Türkiye bir ulus devlettir
Türkiye, tek millete dayalı, üniter bir ulus devlettir. Bu niteliğiyle devletimiz, bir ölüm kalım mücadelesinin sonunda kurulmuştur ve milletler arası bir anlaşmayla dünya devletleri tarafından tanınmıştır. Ülkeyi yönetenler, hiçbir gerekçeyle devletin bu niteliğini değiştirecek girişimlerde bulunamazlar. Tek millete dayalı, üniter bir ulus devlet olmanın değişemez, değiştirilemez şartları vardır:
1. Türk’ten başka herhangi bir millet, devletin kurucu unsuru kabul edilemez; devlete ortak yapılamaz. Hiçbir yönetici, devletin hiçbir organı, hiçbir yetkilisi herhangi bir kişi veya grupla bu konuyu müzakere edemez.

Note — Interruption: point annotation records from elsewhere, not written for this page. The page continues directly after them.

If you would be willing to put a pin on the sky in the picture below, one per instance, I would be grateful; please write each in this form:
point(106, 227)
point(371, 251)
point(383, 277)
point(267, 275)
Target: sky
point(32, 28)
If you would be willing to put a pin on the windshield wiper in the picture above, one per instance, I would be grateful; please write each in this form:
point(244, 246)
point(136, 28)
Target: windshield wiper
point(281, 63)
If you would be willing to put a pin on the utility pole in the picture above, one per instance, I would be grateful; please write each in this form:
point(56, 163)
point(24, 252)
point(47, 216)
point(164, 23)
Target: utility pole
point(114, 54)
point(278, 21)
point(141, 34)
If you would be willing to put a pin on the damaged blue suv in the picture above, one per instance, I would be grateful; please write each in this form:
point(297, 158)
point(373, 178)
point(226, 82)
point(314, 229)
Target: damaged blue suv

2. Ulus devletin bir tek resmî dili olur; ikinci bir dil resmî dil hâline getirilemez. Ülke içindeki herhangi bir etnik grubun diliyle eğitim ve öğretim yapılamaz. Herhangi bir etnik grubun diliyle devlet radyo ve televizyonunda yayın da yapılamaz. TRT’de Kürtçe bir kanal açılması ulus devlet niteliğine ve anayasaya aykırıdır. Dolayısıyla ortada kovuşturulması gereken bir anayasa suçu vardır.
3. Ulus devletin bir tek bayrağı vardır. Hiçbir yönetici, devletin hiçbir organı ve hiçbir yetkilisi, ikinci bayrak taleplerini açıkça ortaya koyanlarla bu konuyu müzakere edemez.

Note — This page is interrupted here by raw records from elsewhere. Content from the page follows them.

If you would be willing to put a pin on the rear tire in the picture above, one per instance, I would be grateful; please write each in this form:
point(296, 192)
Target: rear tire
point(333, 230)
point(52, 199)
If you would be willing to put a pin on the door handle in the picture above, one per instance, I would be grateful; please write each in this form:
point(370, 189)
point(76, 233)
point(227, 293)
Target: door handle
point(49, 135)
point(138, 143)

4. Özerk veya federe bölge talepleri devletin üniter yapısına aykırı taleplerdir. ABD, Almanya, İtalya gibi devletler Türkiye için örnek gösterilemezler. Bu devletlerin hiçbiri üniter yapıdan federal yapıya geçmemiştir; tersine ayrı ayrı devletçiklerin birleşmesiyle oluşmuşlardır; yani parçadan bütüne bir gidiş söz konusudur. Türkiye ise başlangıçta üniter esasa göre kurulmuştur; özerk veya federal yapıya geçilmesi, bütünden parçaya doğru bir gidiş olur. İkinci olarak, örnek gösterilen ülkelerdeki federe parçalar, farklı etnik gruplara dayanmamaktadır. Türkiye’de bir takım kişiler, gruplar özerk veya federal bölge taleplerinde bulunabilirler. Ancak devletin hiçbir organı, hiçbir yetkilisi, hiçbir yöneticisi bu talepleri müzakere edemez.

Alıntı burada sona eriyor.